Dalam Kitab Malaikat aku lihat banyak diksi menggunakan kata kuda sembrani, kuda sembrani yang bersayap, kuda itu dapat terbang, dan kuda itu adalah kuda malaikat, yang barangkali serupa buroq yang dikendarai Rosullulah waktu Isra-mikrat. Dari masjidil Harom ke masjidil Aqso hingga Sidrotul Muntaha berjumpa Tuhan dan mendapat perintah sholat. Tampilan/ penyusunannya pun disusun serupa kitab, membaca tiap judulnya seolah membaca nama surat dalam Alquran, dan tiap baris kalimatnya yang selau dikasih nomor selayaknya ayat-ayat. Melihat susunan itu juga alur bahasanya, Sekali lagi aku melihat Nurel yang akrap dengan Alquran dan kitab lainnya waktu di pondok pesantren.
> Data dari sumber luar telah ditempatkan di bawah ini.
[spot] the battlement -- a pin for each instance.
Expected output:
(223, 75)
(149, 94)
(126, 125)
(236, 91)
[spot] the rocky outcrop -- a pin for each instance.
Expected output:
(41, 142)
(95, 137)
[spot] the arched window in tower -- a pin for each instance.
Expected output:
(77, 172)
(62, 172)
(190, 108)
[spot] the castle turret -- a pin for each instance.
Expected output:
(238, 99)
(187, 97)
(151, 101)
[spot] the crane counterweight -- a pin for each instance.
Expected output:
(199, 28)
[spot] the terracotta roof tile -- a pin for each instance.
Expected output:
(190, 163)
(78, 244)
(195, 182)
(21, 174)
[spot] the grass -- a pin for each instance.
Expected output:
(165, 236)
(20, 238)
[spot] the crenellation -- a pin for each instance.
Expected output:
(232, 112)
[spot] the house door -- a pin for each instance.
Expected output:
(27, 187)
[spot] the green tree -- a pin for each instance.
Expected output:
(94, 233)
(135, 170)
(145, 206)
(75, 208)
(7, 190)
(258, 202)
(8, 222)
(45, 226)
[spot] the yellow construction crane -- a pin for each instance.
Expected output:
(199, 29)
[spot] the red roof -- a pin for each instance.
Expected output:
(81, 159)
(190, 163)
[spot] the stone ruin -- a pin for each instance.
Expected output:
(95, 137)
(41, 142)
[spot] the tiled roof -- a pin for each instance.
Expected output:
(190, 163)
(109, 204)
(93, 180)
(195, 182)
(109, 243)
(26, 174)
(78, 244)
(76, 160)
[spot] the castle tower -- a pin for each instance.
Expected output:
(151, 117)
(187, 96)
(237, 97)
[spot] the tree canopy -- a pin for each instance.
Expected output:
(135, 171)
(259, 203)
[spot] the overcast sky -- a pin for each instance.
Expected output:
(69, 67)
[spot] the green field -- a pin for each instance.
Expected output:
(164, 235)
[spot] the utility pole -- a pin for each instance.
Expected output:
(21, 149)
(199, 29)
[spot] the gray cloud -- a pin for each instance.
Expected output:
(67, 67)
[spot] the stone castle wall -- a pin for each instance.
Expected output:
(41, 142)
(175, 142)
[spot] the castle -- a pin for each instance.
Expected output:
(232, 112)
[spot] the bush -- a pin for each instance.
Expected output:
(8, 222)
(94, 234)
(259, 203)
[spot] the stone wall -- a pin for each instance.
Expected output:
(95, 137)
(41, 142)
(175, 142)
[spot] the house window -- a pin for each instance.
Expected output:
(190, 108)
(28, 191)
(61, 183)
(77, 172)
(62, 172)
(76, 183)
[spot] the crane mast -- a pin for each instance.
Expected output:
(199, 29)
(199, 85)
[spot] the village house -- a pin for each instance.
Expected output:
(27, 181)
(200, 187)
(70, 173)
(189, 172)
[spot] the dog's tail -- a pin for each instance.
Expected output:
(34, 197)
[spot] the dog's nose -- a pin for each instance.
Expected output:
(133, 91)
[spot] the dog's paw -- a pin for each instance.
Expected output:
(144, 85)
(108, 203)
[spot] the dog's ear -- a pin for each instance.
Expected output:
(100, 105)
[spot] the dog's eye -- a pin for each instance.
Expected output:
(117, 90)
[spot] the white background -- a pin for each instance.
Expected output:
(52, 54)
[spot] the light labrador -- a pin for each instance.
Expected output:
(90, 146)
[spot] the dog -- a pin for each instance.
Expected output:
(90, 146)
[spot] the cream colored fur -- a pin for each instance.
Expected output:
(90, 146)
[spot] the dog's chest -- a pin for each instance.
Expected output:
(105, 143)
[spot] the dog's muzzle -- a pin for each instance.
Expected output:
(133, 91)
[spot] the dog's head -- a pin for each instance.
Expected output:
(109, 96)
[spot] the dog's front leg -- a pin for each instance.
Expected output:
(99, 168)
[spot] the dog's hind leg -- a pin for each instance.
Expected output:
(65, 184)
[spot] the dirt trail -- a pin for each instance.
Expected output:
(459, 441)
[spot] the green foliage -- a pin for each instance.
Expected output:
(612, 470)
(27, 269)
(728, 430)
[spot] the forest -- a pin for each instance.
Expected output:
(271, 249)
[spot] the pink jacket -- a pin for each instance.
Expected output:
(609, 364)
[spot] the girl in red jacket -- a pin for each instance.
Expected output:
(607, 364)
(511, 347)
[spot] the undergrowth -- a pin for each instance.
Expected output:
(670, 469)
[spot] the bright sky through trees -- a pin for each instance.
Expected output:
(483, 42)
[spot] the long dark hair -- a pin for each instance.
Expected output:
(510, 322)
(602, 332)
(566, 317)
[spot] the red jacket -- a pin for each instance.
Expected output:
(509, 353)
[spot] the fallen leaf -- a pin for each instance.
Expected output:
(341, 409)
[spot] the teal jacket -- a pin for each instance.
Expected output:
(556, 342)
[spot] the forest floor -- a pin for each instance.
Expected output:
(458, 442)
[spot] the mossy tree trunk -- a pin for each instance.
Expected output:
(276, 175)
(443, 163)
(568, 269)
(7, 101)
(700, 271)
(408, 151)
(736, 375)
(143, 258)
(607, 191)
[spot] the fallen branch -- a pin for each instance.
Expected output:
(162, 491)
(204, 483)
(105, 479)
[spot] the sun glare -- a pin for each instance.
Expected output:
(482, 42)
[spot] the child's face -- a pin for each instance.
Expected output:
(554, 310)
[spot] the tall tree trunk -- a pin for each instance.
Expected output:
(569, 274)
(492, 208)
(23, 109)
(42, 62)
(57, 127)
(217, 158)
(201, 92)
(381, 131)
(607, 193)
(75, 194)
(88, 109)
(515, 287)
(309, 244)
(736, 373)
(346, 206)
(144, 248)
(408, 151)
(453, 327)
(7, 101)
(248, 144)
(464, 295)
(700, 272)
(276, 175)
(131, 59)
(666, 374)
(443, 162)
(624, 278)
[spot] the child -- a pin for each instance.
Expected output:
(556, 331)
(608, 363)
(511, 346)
Melihat keberhasilan nurel dalam kitab malaikat, aku semakin menyadari ketidak tahuanku pada diriku sendiri, siapa aku? Dimana aku? Seperti kebingunganku pada berapa hari yang lalu. Hari Sabtu, sebelum berangkat ke Jombang aku masuk kerja meski badanku sakit tak karuan, mau bolos tak berani sebab liburku dah berkali-kali, rekor bolos kerja di bengkelku aku nomor wahid, dalam satu bulan minimal aku bolos sepuluh kali, kadang pernah satu bulan aku masuk kerja cuma kurang sepuluh hari. Sabtu itu aku gak mau bolos lagi, soalnya Minggunya aku akan ada di Jombang. Sabtu malam bedah bukuku dan Minggu sore baru akan pulang. Di tempat kerja aku tidak bekerja, aku cuma tiduran di bangku bus, untuk mengusir jenuh aku buka FB, aku baca “Malam Bulan Pucat Pasi” yang ditulis kang Siwi, yang merupakan penggalan dari novel Trilogi The Legend of Bonorowo garapannya. Tiba-tiba aku tidak di dalam bus, aku ada di atas atap, aku lihat sekeliling, nampak bangunan puri-puri keraton seperti yang kulihat pada film di televisi, aku bingung, di mana aku? Bukankah tadi aku di dalam bus? Kenapa sekarang ada di atas wuwungan keraton? Apa aku terseret ke masa ribuan tahun lalu? Aku melihat diriku, aku kembali bingung, kulihat pakaian yang kukenakan bukan lagi baju kerjaku setelan kaos dan celana yang hitam oleh bercak setenpet dan oli, tapi yang kupakai adalah pakaian seorang prajurit, siapakah aku? Apakah aku telik sandi atau prajurit masa lalu?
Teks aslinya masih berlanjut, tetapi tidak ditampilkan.